针对从数字类型转换到字符串,Go 提供了以下函数:
strconv.Itoa(i int) string// 返回数字i所表示的字符串类型的十进制数.strconv.Atoi(s string) (i int, err error)// 将字符串类型转换为int类型.
import(
"fmt"
"strings"
"strconv"
)
func main() {
str01 :=`This is a raw string \n` //原生字符串
str02 :="This is a raw string \n"//引用字符串
fmt.Println("原生字符串和引用字符串的区别")
fmt.Printf(str01)
fmt.Println("")
fmt.Printf(str02)
fmt.Println("")
fmt.Println("+连接字符串")
var str03 string = str01 +str02
fmt.Printf(str03)
fmt.Println("")
var str string = "This is an example of a string"
fmt.Println("HasPrefix 函数的用法")
fmt.Printf("T/F? Does the string \"%s\"have prefix %s? ", str, "Th") //前缀
fmt.Printf("%t\n", strings.HasPrefix(str, "Th\n"))
fmt.Println("")
fmt.Println("Contains 函数的用法")
fmt.Println(strings.Contains("seafood", "foo")) //true
fmt.Println(strings.Contains("seafood", "bar")) //false
fmt.Println("Count 函数的用法")
fmt.Println(strings.Count("cheese", "e")) // 3
fmt.Println(strings.Count("five", ""))
fmt.Println("")
fmt.Println("Index 函数的用法")
fmt.Println(strings.IndexRune("NLT_abc", 'b')) // 返回第一个匹配字符的位置,这里是4
fmt.Println(strings.IndexRune("NLT_abc", 's')) // 在存在返回 -1
fmt.Println(strings.IndexRune("我是中国人", '中')) // 在存在返回 6
fmt.Println("")
fmt.Println("Join 函数的用法")
s := []string{"foo", "bar", "baz"}
fmt.Println(strings.Join(s, ", ")) // 返回字符串:foo, bar, baz
fmt.Println("")
fmt.Println("LastIndex 函数的用法")
fmt.Println(strings.LastIndex("go gopher", "go")) // 3
fmt.Println("")
fmt.Println("Replace 函数的用法")
fmt.Println(strings.Replace("oink oink oink", "k", "ky", 2))
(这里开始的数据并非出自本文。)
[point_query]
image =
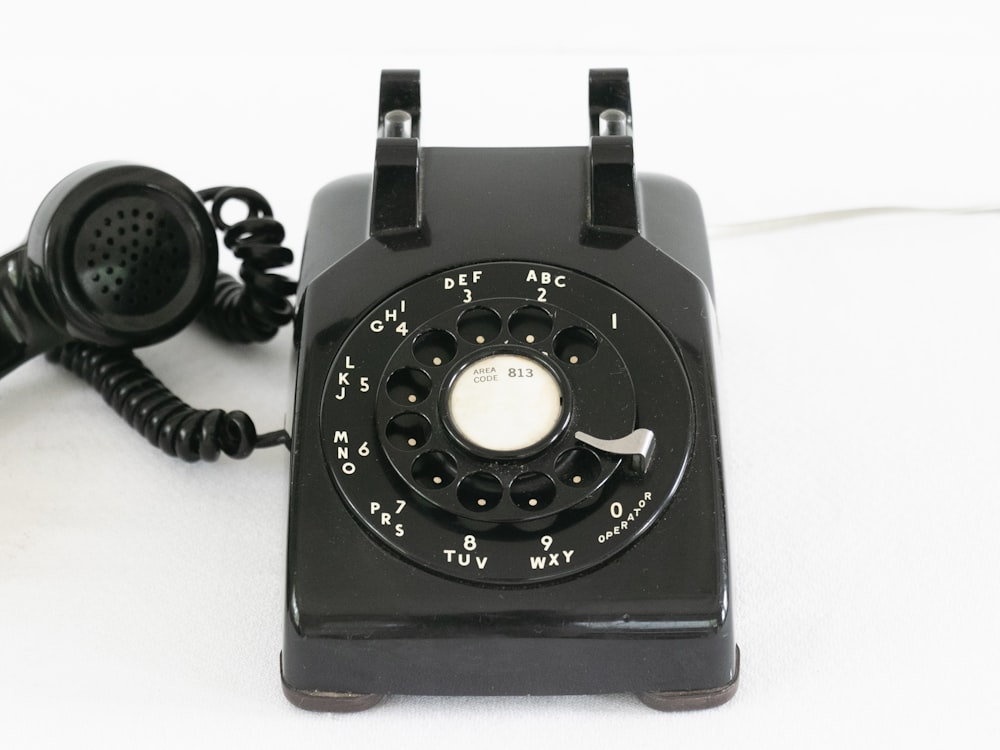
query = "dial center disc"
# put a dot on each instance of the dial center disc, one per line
(505, 403)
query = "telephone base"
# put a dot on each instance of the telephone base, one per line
(674, 700)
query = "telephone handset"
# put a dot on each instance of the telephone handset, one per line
(506, 474)
(121, 256)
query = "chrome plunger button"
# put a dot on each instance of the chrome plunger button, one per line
(505, 404)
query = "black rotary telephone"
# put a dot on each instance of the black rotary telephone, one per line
(506, 474)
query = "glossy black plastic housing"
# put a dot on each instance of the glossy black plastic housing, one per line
(656, 617)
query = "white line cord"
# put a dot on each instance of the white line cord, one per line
(781, 223)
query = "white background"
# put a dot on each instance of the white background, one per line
(141, 598)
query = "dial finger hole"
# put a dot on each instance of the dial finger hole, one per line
(480, 491)
(578, 467)
(435, 348)
(575, 345)
(408, 386)
(479, 325)
(408, 431)
(530, 324)
(532, 491)
(434, 470)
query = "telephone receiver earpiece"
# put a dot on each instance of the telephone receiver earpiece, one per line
(119, 255)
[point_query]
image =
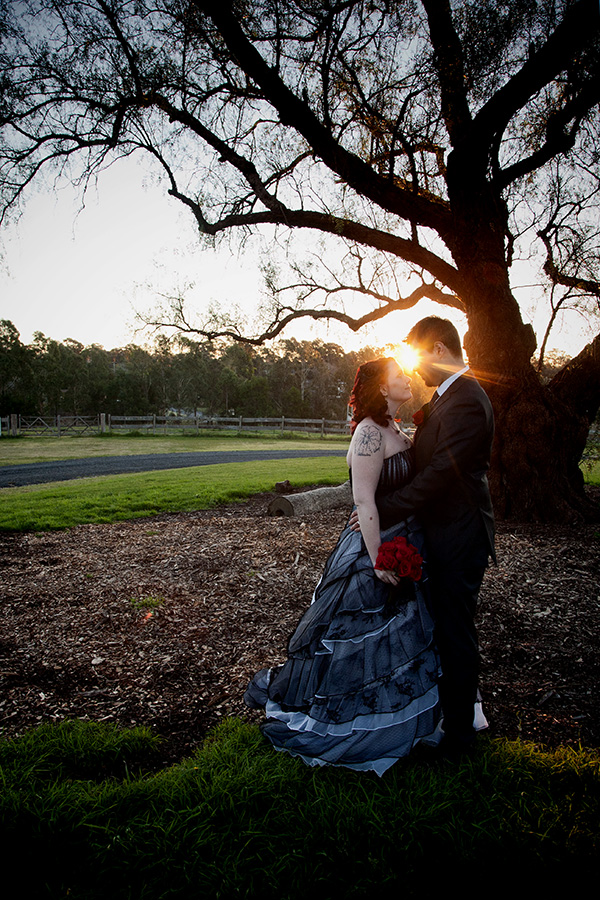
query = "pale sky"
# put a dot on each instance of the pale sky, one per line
(80, 273)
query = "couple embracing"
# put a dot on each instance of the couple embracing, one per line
(381, 662)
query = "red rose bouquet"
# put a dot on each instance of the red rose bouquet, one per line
(400, 557)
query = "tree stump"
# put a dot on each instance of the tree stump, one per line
(311, 501)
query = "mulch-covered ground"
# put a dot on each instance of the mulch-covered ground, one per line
(162, 621)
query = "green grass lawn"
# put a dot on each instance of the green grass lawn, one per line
(27, 449)
(113, 498)
(86, 812)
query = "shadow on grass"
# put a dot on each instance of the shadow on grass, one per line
(87, 815)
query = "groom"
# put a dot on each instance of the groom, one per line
(450, 497)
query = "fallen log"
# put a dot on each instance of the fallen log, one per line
(311, 501)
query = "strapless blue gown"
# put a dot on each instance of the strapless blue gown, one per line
(359, 688)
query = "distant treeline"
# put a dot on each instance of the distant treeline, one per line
(309, 379)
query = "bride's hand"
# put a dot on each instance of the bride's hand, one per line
(386, 576)
(353, 521)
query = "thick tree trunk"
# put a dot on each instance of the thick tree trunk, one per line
(541, 431)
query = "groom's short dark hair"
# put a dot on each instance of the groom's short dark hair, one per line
(431, 329)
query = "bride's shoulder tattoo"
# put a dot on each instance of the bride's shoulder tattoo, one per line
(369, 441)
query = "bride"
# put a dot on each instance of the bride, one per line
(359, 688)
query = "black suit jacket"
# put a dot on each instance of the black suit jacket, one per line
(450, 493)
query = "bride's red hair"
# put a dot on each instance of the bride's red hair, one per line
(366, 398)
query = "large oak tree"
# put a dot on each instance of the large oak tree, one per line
(436, 135)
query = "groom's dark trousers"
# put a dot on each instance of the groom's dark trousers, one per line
(450, 497)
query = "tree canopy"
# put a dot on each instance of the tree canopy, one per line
(433, 141)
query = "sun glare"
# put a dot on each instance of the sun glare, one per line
(407, 357)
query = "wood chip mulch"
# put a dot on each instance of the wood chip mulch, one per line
(163, 621)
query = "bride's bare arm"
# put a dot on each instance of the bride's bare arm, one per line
(367, 455)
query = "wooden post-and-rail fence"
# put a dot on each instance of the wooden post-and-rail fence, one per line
(16, 425)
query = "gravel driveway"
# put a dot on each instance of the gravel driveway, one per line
(64, 470)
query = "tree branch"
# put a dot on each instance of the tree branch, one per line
(285, 315)
(296, 113)
(577, 29)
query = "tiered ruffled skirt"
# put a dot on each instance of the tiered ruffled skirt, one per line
(359, 688)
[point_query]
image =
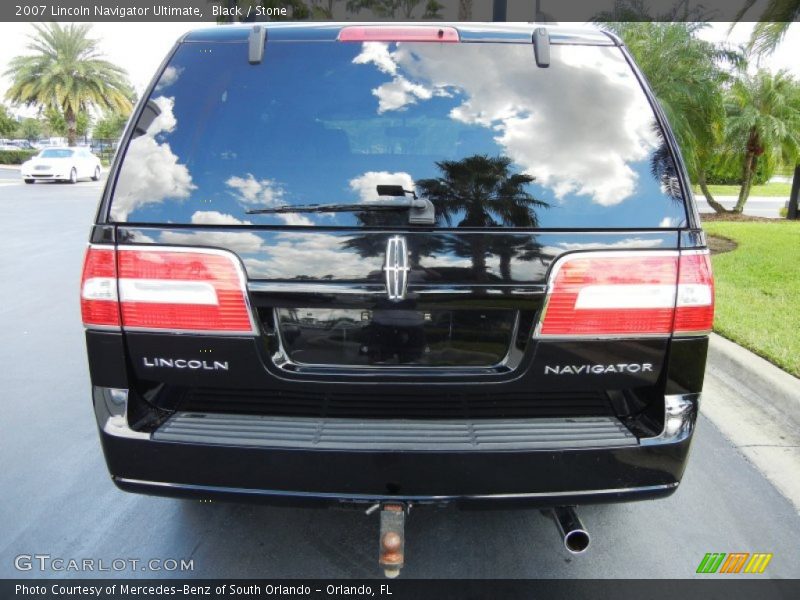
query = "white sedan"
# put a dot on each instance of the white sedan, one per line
(62, 164)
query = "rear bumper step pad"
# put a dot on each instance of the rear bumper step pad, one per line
(389, 435)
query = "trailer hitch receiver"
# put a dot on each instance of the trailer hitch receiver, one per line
(392, 541)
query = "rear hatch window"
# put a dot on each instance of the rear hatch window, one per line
(491, 139)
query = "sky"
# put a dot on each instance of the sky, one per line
(139, 48)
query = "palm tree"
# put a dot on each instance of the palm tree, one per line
(763, 124)
(483, 192)
(687, 75)
(67, 73)
(773, 23)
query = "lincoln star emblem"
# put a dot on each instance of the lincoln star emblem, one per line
(396, 268)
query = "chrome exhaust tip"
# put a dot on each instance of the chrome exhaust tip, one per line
(576, 537)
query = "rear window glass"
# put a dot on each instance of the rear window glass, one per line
(491, 139)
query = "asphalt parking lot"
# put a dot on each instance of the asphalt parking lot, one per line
(57, 498)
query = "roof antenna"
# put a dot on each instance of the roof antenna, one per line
(541, 47)
(258, 34)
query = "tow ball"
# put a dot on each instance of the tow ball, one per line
(392, 539)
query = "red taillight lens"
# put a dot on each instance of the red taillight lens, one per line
(382, 33)
(99, 307)
(694, 311)
(598, 294)
(171, 289)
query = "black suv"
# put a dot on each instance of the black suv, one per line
(394, 265)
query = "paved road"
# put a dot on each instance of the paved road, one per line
(57, 498)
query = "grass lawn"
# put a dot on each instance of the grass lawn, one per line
(758, 289)
(781, 190)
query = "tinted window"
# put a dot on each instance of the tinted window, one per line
(490, 138)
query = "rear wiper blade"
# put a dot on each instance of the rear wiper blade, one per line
(421, 211)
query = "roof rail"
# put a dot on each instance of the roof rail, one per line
(256, 39)
(541, 47)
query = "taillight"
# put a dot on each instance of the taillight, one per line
(99, 307)
(601, 294)
(694, 311)
(388, 33)
(179, 289)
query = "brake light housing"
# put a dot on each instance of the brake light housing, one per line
(165, 288)
(629, 294)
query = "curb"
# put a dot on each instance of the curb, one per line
(756, 378)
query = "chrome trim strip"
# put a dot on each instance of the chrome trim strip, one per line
(316, 288)
(347, 289)
(367, 497)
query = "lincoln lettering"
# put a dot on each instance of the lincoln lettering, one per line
(183, 363)
(598, 369)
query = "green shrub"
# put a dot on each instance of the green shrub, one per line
(16, 157)
(731, 174)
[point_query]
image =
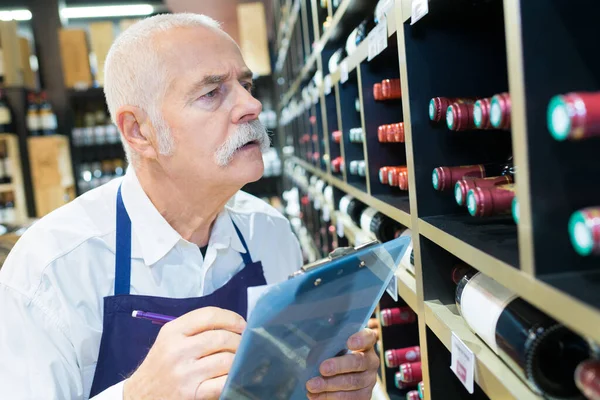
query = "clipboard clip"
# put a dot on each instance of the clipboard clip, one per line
(337, 253)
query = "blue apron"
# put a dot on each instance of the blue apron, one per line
(125, 340)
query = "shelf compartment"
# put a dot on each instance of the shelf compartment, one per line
(491, 374)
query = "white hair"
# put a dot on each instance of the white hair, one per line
(135, 75)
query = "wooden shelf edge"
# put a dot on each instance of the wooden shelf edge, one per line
(391, 211)
(564, 308)
(491, 373)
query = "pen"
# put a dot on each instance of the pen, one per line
(158, 319)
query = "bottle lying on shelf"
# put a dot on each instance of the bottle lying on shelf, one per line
(337, 164)
(587, 379)
(410, 373)
(584, 231)
(412, 395)
(336, 136)
(390, 89)
(445, 178)
(438, 106)
(463, 186)
(356, 135)
(352, 207)
(538, 349)
(500, 110)
(397, 316)
(396, 357)
(574, 116)
(488, 201)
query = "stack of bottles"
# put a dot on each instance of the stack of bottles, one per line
(92, 175)
(485, 189)
(542, 352)
(576, 116)
(388, 89)
(5, 115)
(41, 120)
(391, 133)
(358, 168)
(394, 176)
(469, 113)
(93, 127)
(356, 135)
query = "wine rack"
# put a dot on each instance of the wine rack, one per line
(460, 49)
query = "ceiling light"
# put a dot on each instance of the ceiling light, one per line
(17, 15)
(107, 11)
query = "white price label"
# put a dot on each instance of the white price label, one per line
(392, 288)
(340, 228)
(420, 8)
(344, 71)
(378, 39)
(328, 85)
(463, 363)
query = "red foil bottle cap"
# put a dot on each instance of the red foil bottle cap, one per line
(396, 357)
(483, 202)
(382, 133)
(445, 178)
(459, 117)
(411, 372)
(587, 378)
(397, 316)
(377, 91)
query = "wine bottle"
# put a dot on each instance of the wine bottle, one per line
(574, 116)
(515, 210)
(537, 348)
(390, 89)
(439, 105)
(584, 231)
(33, 120)
(48, 123)
(412, 395)
(485, 202)
(587, 379)
(5, 116)
(459, 117)
(397, 316)
(463, 186)
(396, 357)
(337, 164)
(481, 113)
(336, 136)
(445, 178)
(500, 111)
(411, 372)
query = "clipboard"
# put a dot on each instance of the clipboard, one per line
(299, 323)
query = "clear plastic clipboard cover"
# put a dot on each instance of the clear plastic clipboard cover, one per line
(301, 322)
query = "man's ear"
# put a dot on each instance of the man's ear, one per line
(137, 130)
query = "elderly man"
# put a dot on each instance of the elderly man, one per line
(175, 236)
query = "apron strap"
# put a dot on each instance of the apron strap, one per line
(245, 256)
(123, 249)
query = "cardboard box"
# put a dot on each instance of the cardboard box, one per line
(101, 38)
(254, 42)
(75, 53)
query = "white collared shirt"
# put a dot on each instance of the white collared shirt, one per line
(53, 282)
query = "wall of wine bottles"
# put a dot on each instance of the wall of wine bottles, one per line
(476, 128)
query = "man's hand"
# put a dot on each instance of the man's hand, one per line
(190, 359)
(351, 376)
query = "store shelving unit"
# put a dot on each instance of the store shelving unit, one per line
(533, 50)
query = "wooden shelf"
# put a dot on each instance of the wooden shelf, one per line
(392, 212)
(491, 373)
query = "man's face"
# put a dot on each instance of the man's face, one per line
(209, 109)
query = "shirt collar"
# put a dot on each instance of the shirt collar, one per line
(154, 236)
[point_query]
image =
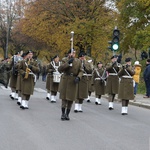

fmt.Println(strings.Replace("oink oink oink", "oink", "moo", -1))
fmt.Println("")
fmt.Println("Split 函数的用法")
fmt.Printf("%q\n", strings.Split("a,b,c", ","))
fmt.Printf("%q\n", strings.Split("a man a plan a canal panama", "a "))
fmt.Printf("%q\n", strings.Split(" xyz ", ""))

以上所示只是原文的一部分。